微生物は広く自然界に棲息し、その生命活動は、地球環境の維持や農業生産に大きく寄与している。また、人の健康や病気にも大きく関わり、食品生産や工業生産の上でも、重要な役割を果たしている。また、微生物は分子生物学及びその応用技術であるバイオテクノロジーの発展に欠かせない研究材料でもある。本講義では、微生物の生物学的な全体像を、分子レベルの解析結果から概観し、それとともに、人の生活と密接に関連する微生物について、個々の例を挙げて概説する。さらに、実用化された物質生産の例や研究開発に関するホットな話題にも触れながら、微生物を用いた研究の面白さについて伝えたい。

生物工学概論

(環境科学科を除く)
食品製造・加工、医薬品製造、化成品の原料生産、環境保全などの生物工学の適用分野について概観し、生物生産に関連した生物工学の基礎、および生産プロセス構築のための考え方について学ぶ。プロセスは、その上流にあり生細胞、酵素、固定化酵素などの生体触媒を用いる物質変換工程と、下流にあり生産物の分離・精製などを行う単位操作よりなっており、それらについて基礎と設計方法の理解を深める。

分子生物学概論

分子生物学は、生物の特性である生命活動の普遍性と多様性を分子レベルで説明しようとする学問であり、先端(モダン)バイオテクノロジーを支える学問領域でもある。本講義により、分子生物学の基本的な専門的知識を習得していく。さらに、分子生物学が生まれた歴史的背景、分子生物学に基礎をおいた生物の分類、生命を取り巻く環境、及び生物の多様化の原因である進化について概説する。最後に、先端バイオテクノロジー研究の実例を紹介する。受講者は、この講義を履修することによって、生物を分子生物学的に説明しようとする経験をすることになり、また、バイオテクノロジーが新たな産業化への可能性を持つことを実感できるようになります。

生化学概論

農学系を学ぶ大学生にとって、生化学は必須の学問分野であり、生物の成り立ちを分子レベルで学ぶとともに、エネルギー代謝の多様性を理解し身につけることは、これから専門科目を学ぶ上での基礎知識となる。また、生化学は、医薬のみならず歯磨き粉などの日用品、発酵食品、様々な農作物生産等にも応用されている身近な学問でもある。
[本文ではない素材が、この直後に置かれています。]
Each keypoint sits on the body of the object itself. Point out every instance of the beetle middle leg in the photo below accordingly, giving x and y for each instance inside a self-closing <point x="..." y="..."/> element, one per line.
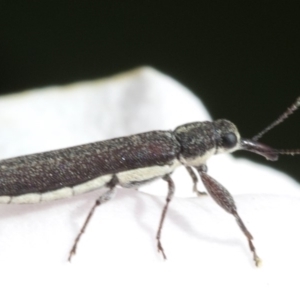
<point x="104" y="197"/>
<point x="171" y="190"/>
以上のことから、本講義では、様々な生体物質の性質を学ぶとともに、原核生物から真核生物まで、生物が共通に持つエネルギー獲得のシステム、さらには真核生物特有の代謝系を理解することを目標とする。

農場実習A(選択必修)

安全で高品質な農畜産物を効率的に生産するための、生産管理と産業動物の飼育管理を作業体験学習する。

農場実習B(選択必修)

(環境科学科を除く)
安全で高品質な農畜産物を効率的に生産するための、生産管理と産業動物の飼育管理を作業体験学習する。

ゲノム分析基礎実習

(環境科学科を除く)
遺伝子やゲノムの分析は、生物学の基礎分野のみならず、医療分野や食品分野において必須の技術となっている。本実習では、ゲノム分析の実験技術について、原理を学びながら習得する。この実習により、ゲノム分析に必要かつ基本的な知識ならびに技術を身につけることを目標とする。

地域農業農村実習

過疎化や高齢化の進展、耕作放棄の増大等を抱える農林漁村の実態を地域住民との交流を通じて体験・学習させ、過疎地域の農業・農村が直面する問題の意識づけを行う。

生物資源環境学社会生活論(必修)

いよいよ高校生活とは異なる学習や日常生活など、大学での新しい生活が始まります。そして4年後、社会人として就職、あるいは大学院進学を目指す諸君には、専門的な知識や技術の習得だけでなく、課題発見・解決能力やコミュニケーション能力、あるいは協調性などいわゆる「社会人」として備えるべき力の修得が求められています。この授業では、大学での生活に必要な基礎的事項を学ぶとともに、上級生や社会で活躍する方々の話を聞くことによって、将来の進路を考える第一歩とします。

土壌環境学

(食品科学科を除く)
土壌は地球を構成するサブシステム(構成要素)として一翼を担っており、大気圏や水圏など他のサブシステムと強く相互作用することで地球の恒常性に大きく貢献し、さらに、我々の食糧生産の基盤としても機能している。本講義では土壌を構成する無機物(一次鉱物、二次鉱物)、有機物、生物(動物、微生物)の種類や機能など土壌学に関する知識を修得した後、植物の必須元素が土壌中で保持され植物に持続的に供給されるメカニズムや土壌劣化の対策・修復技術について理解を深め、土壌について幅広く考える機会を設けることを目的とする。

腸内細菌共生機構学

ヒトの大腸腸管内には一人当たり100兆個と言われるほどの腸内細菌が生息する。その重量は一人当たり1キログラムを越え、100種類以上にものぼる。近年、腸内細菌が肥満・糖尿病・自閉症などの様々な疾患に重要な影響を及ぼしていることが明らかとなり、腸内細菌は「もう一つの臓器」としてとらえられ始めている。この授業では、腸内細菌とヒトとの共生関係について基本的な事柄から丁寧に解説する。前回の授業の理解度を測る小テストを毎回行い、小テストの成績を全体の成績評価に反映する。また、いくつかのWebシステムを駆使して アクティブラーニングを行う。